Aktorzy stworzyli wiele wspaniałych kreacji m.in. inżyniera Mamonia oraz Sidorowskiego - pretensjonalnego inteligenta i obdarzonego zdrowym rozsądkiem proletariusza w filmie "Rejs". Do legendy przeszli też jako nierozłączni przyjaciele za sprawą anegdot, najczęściej pijackich oraz jako duet aktorski z filmów "Wniebowzięci" oraz "Jak to się robi" Andrzeja Kondratiuka.
Moda na naturszczyków sprzyjała im. Reżyserzy filmowi ulegając trendom ogólnoświatowym i woleli angażować do pracy na planie ludzi z ulicy niż zawodowych aktorów. Twarz Himilsbacha, jego naturalność - spodobała się reżyserom, wykorzystali to natychmiast a sam Himilsbach tak komentował swój występ w „Rejsie”: "mówiłem jak w życiu, poruszałem się jak w życiu".
Zbigniew Maklakiewicz
Maklakiewicz urodził się 9 lipca 1927 r.
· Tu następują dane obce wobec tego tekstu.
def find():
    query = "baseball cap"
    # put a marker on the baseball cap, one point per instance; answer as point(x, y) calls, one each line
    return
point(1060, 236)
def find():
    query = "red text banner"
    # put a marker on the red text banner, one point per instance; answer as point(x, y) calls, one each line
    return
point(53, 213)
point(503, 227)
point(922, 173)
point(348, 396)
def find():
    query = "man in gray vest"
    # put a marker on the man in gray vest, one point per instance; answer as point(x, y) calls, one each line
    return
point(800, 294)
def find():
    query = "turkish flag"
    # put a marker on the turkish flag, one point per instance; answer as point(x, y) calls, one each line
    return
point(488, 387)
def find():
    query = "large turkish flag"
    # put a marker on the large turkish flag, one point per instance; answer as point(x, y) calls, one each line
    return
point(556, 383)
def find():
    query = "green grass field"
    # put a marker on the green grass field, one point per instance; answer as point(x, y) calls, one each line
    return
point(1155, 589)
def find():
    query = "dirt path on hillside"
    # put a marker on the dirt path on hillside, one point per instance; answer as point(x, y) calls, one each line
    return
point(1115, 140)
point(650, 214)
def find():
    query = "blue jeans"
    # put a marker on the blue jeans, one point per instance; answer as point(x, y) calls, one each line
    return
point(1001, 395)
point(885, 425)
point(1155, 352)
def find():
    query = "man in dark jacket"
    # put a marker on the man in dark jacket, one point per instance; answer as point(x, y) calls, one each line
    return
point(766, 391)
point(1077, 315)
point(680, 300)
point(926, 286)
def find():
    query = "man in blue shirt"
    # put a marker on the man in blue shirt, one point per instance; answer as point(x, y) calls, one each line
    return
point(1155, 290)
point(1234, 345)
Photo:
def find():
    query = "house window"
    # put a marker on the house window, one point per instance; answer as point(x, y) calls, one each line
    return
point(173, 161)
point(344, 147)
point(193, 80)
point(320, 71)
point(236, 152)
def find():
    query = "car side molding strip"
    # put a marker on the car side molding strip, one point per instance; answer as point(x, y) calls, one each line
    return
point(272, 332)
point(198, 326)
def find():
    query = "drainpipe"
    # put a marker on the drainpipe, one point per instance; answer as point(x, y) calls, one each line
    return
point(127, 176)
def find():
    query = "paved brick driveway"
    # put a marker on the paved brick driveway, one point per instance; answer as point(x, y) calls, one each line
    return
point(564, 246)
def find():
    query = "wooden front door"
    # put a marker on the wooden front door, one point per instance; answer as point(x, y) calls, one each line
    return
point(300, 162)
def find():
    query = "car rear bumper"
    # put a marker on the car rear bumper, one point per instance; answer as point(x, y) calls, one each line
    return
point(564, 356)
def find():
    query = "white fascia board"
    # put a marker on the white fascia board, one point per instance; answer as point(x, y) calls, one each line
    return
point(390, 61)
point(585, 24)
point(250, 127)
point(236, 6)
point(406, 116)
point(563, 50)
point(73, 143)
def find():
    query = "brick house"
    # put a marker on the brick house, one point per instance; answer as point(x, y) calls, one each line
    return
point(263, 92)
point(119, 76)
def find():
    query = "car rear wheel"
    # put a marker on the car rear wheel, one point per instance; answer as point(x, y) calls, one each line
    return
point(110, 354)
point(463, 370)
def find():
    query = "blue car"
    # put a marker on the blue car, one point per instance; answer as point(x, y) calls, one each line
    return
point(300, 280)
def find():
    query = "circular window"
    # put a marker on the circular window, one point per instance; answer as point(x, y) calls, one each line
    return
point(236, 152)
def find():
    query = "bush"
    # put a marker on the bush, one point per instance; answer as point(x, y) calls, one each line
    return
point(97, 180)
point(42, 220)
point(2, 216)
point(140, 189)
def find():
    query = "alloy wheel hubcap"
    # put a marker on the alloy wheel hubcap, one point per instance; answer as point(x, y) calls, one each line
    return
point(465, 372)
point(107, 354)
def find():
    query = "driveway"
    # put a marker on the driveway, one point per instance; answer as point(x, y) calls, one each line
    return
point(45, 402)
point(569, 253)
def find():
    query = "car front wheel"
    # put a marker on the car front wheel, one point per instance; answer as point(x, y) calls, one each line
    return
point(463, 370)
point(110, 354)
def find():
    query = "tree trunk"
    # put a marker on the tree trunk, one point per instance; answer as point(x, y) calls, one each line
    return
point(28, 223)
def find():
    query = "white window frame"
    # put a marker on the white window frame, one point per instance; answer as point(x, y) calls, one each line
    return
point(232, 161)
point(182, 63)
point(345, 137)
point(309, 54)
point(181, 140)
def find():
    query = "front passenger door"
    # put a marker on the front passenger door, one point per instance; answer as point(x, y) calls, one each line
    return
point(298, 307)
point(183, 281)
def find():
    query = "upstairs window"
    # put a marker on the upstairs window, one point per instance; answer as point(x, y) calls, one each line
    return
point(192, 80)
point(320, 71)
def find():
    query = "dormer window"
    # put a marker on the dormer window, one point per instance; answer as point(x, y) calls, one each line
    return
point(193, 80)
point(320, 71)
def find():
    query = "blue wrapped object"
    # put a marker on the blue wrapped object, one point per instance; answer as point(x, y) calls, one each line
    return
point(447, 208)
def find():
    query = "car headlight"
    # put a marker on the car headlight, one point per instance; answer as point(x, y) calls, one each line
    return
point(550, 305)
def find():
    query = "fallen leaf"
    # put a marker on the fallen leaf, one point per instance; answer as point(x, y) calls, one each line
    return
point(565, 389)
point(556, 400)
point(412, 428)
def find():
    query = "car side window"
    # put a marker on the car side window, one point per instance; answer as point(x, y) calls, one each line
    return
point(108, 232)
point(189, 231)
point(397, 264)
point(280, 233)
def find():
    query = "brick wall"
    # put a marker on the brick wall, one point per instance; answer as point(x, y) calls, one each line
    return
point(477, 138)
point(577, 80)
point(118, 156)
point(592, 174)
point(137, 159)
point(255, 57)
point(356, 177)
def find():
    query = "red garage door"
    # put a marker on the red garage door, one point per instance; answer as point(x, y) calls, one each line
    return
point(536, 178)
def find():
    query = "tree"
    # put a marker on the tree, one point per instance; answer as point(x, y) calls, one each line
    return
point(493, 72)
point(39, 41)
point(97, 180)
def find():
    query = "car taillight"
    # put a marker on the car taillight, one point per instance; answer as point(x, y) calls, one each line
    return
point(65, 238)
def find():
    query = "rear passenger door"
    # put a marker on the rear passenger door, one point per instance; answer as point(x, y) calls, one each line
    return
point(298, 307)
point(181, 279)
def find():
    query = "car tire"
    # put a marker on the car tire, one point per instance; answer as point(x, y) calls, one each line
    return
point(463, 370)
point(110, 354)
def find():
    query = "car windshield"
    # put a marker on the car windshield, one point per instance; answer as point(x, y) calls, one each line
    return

Zaczynał jako aktor teatralny - debiutował w 1951 r. w warszawskim teatrze Syrena, grywał w teatrach Polskim, Ludowym, Powszechnym, Rozmaitosci. Występował też na scenach na Wybrzeżu, w Nowej Hucie, Wrocławiu, przez krótki czas w latach 1967-68 był w zespole Teatru Starego w Krakowie. Ale nie przepadał za teatrem, podobno nużyło go powtarzanie co wieczór tych samych kwestii.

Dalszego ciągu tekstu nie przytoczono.